U.S. Sen. Susan Collins is among those who have asked congressional leaders to change the law to make the funding available without an up-front match.

“Given the unprecedented strain the COVID-19 pandemic has placed on state budgets, the match requirement could mean that several states are unable to take advantage of new election funding at the very moment it is most needed,” Collins said in a written statement. “In this national crisis, we should not ask states to choose between providing critical services and safeguarding our democracy.”

Collins has also been raising concerns about ballot and polling place security in light of a U.S. Senate Intelligence Committee report that confirmed the Russian government interfered in the 2016 U.S. elections in an effort to aid President Trump’s campaign.

State governments around the country have passed emergency legislation on elections during the COVID-19 pandemic.

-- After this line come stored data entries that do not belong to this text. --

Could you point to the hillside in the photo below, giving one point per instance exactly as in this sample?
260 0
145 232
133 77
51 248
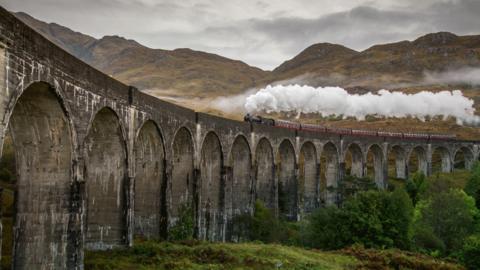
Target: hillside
179 72
391 65
195 79
201 255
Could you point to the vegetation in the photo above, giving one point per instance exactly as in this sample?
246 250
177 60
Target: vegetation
417 224
254 255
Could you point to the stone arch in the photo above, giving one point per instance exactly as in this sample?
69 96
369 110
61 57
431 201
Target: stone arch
354 161
329 172
463 158
417 160
149 189
106 188
264 174
44 151
287 182
211 195
308 177
397 159
441 160
375 158
239 188
182 186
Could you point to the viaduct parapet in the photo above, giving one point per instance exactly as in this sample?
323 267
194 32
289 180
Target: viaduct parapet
99 162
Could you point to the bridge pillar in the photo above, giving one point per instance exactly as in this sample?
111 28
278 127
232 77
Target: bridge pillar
428 169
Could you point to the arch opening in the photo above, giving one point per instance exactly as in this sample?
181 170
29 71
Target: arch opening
105 175
375 166
42 150
397 163
329 173
239 188
149 206
463 158
441 160
264 172
287 182
417 161
182 188
309 183
211 197
354 164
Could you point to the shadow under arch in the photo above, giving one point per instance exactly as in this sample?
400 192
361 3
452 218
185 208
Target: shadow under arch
463 158
150 214
417 161
211 194
441 161
309 183
238 189
375 164
106 182
287 181
397 162
264 174
182 183
354 161
329 173
43 143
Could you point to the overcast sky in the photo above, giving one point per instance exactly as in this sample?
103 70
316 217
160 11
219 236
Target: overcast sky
259 32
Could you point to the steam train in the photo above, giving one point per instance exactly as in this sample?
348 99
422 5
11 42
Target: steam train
344 131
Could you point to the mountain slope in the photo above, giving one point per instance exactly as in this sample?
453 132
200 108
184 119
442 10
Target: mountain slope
387 65
179 72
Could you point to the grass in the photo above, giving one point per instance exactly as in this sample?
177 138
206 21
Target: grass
202 255
253 255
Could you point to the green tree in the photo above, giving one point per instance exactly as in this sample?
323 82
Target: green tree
472 187
372 218
416 186
471 252
449 215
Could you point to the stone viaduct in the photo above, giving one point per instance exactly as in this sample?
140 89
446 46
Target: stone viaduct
99 162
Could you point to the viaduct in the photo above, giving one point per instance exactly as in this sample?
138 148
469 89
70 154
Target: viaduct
100 163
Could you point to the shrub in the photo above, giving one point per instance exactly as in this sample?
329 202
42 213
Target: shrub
449 215
471 252
372 218
425 240
416 186
472 187
264 226
183 228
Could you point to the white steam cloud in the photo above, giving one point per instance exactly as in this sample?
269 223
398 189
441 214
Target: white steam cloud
337 101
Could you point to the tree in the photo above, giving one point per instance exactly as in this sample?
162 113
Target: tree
472 187
449 215
373 218
416 186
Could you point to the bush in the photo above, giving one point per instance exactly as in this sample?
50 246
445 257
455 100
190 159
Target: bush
416 186
264 226
472 187
372 218
427 241
471 252
449 215
183 228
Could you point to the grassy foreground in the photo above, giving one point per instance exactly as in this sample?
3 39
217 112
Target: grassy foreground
202 255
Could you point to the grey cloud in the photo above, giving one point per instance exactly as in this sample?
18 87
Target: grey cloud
259 32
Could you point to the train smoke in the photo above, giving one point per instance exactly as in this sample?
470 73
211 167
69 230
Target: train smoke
337 101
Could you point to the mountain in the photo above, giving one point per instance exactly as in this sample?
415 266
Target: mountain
182 72
381 66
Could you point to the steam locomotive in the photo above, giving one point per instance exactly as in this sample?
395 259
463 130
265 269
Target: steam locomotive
344 131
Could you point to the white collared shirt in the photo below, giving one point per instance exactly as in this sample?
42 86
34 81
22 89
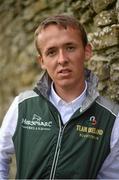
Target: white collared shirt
67 109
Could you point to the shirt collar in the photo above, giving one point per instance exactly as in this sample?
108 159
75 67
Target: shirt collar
56 100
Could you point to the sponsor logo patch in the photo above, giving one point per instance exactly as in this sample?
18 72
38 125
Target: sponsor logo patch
36 123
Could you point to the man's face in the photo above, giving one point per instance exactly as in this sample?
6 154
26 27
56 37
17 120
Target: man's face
63 55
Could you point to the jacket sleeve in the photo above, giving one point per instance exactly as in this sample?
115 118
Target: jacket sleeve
6 133
110 167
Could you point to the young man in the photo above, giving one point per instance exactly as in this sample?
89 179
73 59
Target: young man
63 129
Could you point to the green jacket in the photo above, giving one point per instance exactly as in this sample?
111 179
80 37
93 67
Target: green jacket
47 149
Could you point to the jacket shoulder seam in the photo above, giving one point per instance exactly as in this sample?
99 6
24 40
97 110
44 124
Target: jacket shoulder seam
27 95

At least 20 states have enacted laws changing elections or have seen governors issue emergency orders to that effect, according to the National Conference of State Legislatures. The changes range from requiring mail-in only balloting to delaying elections.

Earlier this month Maine Gov. Janet Mills issued an executive order postponing Maine’s June primary to July 14.

That delay would, among other things, allow Maine voters more time to request and cast absentee ballots, while giving local election officials more time to prepare and plan for polling place safety, Mills said at the time.

Town and city clerks in Maine are wrestling with logistical details designed to make polling places safer during the pandemic.

Lewiston City Clerk Kathy Montejo said Monday a top concern for clerks is whether they will have enough polling place workers, usually local volunteers who are paid a small amount by municipalities.

Montejo, a former president of the Maine Town and City Clerks Association, which includes nearly all of Maine’s 500 or so organized municipalities, said many of those workers are retirees who may have underlying health issues that make them more vulnerable to the virus.

She said at least one clerk in Sagadahoc County has already heard that none of her regular volunteers is willing to work a municipal election in June or the new statewide primary in July.

“So, this is the number one concern,” said Montejo, “Will we have enough polling place workers?”

She said Lewiston has asked Gov. Janet Mills and Dunlap for permission to consolidate the city’s seven polling places into one. Montejo said extra funding could be used to buy plexiglass barriers, sanitize voting booths and pens and provide masks, shields or other protective equipment for poll workers. Maine clerks will also soon start a campaign to promote absentee voting, she said.

“We are really hoping to have a large percentage of voters mail it in this time,” she said.

Montejo said some municipalities must new polling places because the ones they use now do not have enough space for adequate social distancing. At the same time, some cities, including Lewiston, Bangor and Portland, are using some of their largest gathering spaces for pandemic-related tasks. In Lewiston, the city’s armory building has been converted to a temporary homeless shelter, while Bangor and Portland have set aside their respective civic centers for use as overflow hospitals should the virus surge in Maine.

“Whether those facilities could become available in July or not is still an unknown,” Montejo said.